LA QUEJA DEL BANDONEÓN

LA QUEJA DEL BANDONEÓN

Seguramente nadie podría haber escuchado mejor el lamento del mundo, que alguien desde Argentina, la patria del tango. La patria del dolor arrabalero, del canto lastimero de las causas perdidas que no se pueden perder. Nadie mejor para Papa, que un obispo hecho a base de oír la vida a media luz. A media luz los besos, a media luz los dos, a media luz millones de seres humanos cansados de tinieblas y penumbras, cuando podrían tener al alcance ser hijos de la Luz más completa y redonda de la tierra entera.

Cuando un nuevo Papa se asoma al balcón, el mundo entero se llena de primeras impresiones.
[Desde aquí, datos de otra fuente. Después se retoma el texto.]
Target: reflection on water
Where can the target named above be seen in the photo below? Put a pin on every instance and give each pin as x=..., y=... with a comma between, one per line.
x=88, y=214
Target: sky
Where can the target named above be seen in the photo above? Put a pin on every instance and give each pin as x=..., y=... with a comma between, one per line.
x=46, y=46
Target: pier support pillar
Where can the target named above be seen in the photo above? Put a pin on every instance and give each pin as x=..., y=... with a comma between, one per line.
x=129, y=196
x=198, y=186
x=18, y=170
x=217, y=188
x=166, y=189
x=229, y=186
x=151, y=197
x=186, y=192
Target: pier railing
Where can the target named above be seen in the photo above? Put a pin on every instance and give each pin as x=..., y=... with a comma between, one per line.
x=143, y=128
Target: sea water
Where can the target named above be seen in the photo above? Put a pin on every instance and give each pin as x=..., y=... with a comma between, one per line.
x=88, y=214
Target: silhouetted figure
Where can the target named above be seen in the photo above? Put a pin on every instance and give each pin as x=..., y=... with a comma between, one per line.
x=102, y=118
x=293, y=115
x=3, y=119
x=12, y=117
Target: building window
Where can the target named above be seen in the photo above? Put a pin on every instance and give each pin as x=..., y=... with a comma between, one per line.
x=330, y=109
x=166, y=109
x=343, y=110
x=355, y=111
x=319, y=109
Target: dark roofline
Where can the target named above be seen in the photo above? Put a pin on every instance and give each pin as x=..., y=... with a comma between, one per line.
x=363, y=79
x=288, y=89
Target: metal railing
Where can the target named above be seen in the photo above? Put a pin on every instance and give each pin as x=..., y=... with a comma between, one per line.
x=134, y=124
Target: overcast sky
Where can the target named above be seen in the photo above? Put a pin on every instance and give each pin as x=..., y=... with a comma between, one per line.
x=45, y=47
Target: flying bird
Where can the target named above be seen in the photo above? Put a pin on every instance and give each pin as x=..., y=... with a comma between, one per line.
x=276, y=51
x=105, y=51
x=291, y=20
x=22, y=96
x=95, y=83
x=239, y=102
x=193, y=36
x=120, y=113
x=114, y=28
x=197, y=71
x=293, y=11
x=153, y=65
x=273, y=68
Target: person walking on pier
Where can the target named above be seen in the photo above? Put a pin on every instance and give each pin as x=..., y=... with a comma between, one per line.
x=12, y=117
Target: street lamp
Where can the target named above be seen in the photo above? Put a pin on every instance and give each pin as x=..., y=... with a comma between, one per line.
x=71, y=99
Con Francisco ya se ha dicho que tiene un parecido físico entre Pío XII y Pablo VI; que se le ve muy humilde; y hasta que posee el perfil de un santo.

Pero las muchedumbres católicas -y hasta las que no lo son- le están esperando más allá de las apariencias de primera hora. Ha de llegar a pisar con sus propios pies en los montones de arenas movedizas de un planeta absolutamente inestable, resquebrajado y al que ya se le mueve la lámpara del techo como cuando empiezan las primeras sacudidas de un terremoto. Todos los seísmos empiezan igual:

-Oye, ¿me lo parece a mí o se está moviendo la lámpara?

El mundo se percata ya de los primeros temblores y está corriendo el grave peligro de avanzar por la intensidad de la escala Ritcher.

Parece que el Papa va a saber contemplarlo como en la vidriera de los cambalaches, en la que todo está mezclado; sin orden ni concierto y a precio de saldo las cosas más impagables; con la Biblia llorando contra un calefón, herida por un sable sin remaches; con sus renglones desdibujados y ambigua y confusa la línea divisoria entre el bien y el mal.

Se nos aproxima, con el nombre cercano de Francisco, una voz sin latín ni números romanos, con el dulce acento de los que te llaman vos; pero imprecando con valor las exigencias del Evangelio, cuestionando todo lo cuestionable, indagando los escándalos a los pequeñuelos, preguntando por la cruz que no va sobre los hombros de la Iglesia. Y ya se sabe que preguntando, preguntando… se llega a Roma.